Mezoterapi; vitaminlerin, minerallerin, aminoasitlerin, enzimlerin, homeopatik ilaçların , karışımlar halinde, mikroenjeksiyon tekniği ile cildin mezoderm (orta) tabakasına enjekte edilmesi prosedürüdür. Latince mezo(orta) ve terapi(tedavi) sözlerinden meydana gelir.1952’de Dr. Michel Pistor’un tesadüfen geliştirdiği mezoterapi 1987’de Fransız Tıp Akademisi tarafından tıbbi bir tedavi formülü olarak kabul edilmiştir. Tüm yerkürede birçok meydanda (cilt yenileme, sellülit, bölgesel incelme, saç tedavisi, çatlaklar, lekeler, çeşitli deri hastalıklarında, keloid tedavisinde, alerjik hastalıklarda yaygın olarak kullanılmaktadır.
Ağız yoluyla ya da kas yahut damar içine yapılan enjeksiyonlar yoluyla alınan ilaçların aldığınız ölçülerinin tümü her vakit ilgili gaye kesime kadar ulaşamamaktadır.
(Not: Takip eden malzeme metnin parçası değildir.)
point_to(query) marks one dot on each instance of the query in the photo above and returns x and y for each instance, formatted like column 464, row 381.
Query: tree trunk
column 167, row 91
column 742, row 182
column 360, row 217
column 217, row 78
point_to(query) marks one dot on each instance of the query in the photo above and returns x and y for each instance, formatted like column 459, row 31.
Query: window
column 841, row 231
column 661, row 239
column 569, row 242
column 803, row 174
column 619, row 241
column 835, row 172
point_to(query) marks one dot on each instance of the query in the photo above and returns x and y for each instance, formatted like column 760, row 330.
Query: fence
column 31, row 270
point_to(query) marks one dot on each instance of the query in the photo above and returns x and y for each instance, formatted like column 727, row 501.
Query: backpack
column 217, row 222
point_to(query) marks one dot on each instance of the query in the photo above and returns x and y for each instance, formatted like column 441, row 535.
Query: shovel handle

Zira ilaçların emilimi sırasında bir kısmı emilemeden parçalanarak atılmaktadır. Bu yüzden alınan ilacın tesiri sonlu kalmaktadır. Ayrıyeten sistemik yolla alınan ilaçlar kan yoluyla tüm vücuda yayılabildiği için öteki organ ya da dokularımızı da etkileyecektir ve istenmeyen yan tesirler oluşabilecektir. Mezoterapide ise küçük ölçülerde yapılan mikroenjeksiyonlarla ilaçlar direkt olarak sorunlu nahiyeye verilir. Bu yolla tedaviden olumlu sonuçlar elde edebiliriz.
Tedavi edilecek durumlara bağlı olarak seçilen spesifik nahiyelere, çok ince iğne uçları ile uygulanır .Önemli olan hazırlanan kokteylde kullanılan ilaçların farmakolojik özelliklerini, birbirleri ile olan etkileşimlerini ve yan tesir potansiyellerini yeterli bilmektir. Tedavinin seans sayısı, pratik yapılan bireye, meselenin kademesine ve enjeksiyonun yapılacağı nahiyeye bağlı olarak değişiklik göstermektedir.
Ağız yoluyla ya da kas yahut damar içine yapılan enjeksiyonlar yoluyla alınan ilaçların aldığınız ölçülerinin tümü her vakit ilgili gaye kesime kadar ulaşamamaktadır. Zira ilaçların emilimi sırasında bir kısmı emilemeden parçalanarak atılmaktadır. Bu yüzden alınan ilacın tesiri sonlu kalmaktadır. Ayrıyeten sistemik yolla alınan ilaçlar kan yoluyla tüm vücuda yayılabildiği için öteki organ ya da dokularımızı da etkileyecektir ve istenmeyen yan tesirler oluşabilecektir. Mezoterapide ise küçük ölçülerde yapılan mikroenjeksiyonlarla ilaçlar direkt olarak sorunlu nahiyeye verilir. Bu yolla tedaviden olumlu sonuçlar elde edebiliriz.
Tedavi edilecek durumlara bağlı olarak seçilen spesifik nahiyelere, çok ince iğne uçları ile uygulanır .Önemli olan hazırlanan kokteylde kullanılan ilaçların farmakolojik özelliklerini, birbirleri ile olan etkileşimlerini ve yan tesir potansiyellerini yeterli bilmektir. Tedavinin seans sayısı, pratik yapılan bireye, meselenin kademesine ve enjeksiyonun yapılacağı nahiyeye bağlı olarak değişiklik göstermektedir.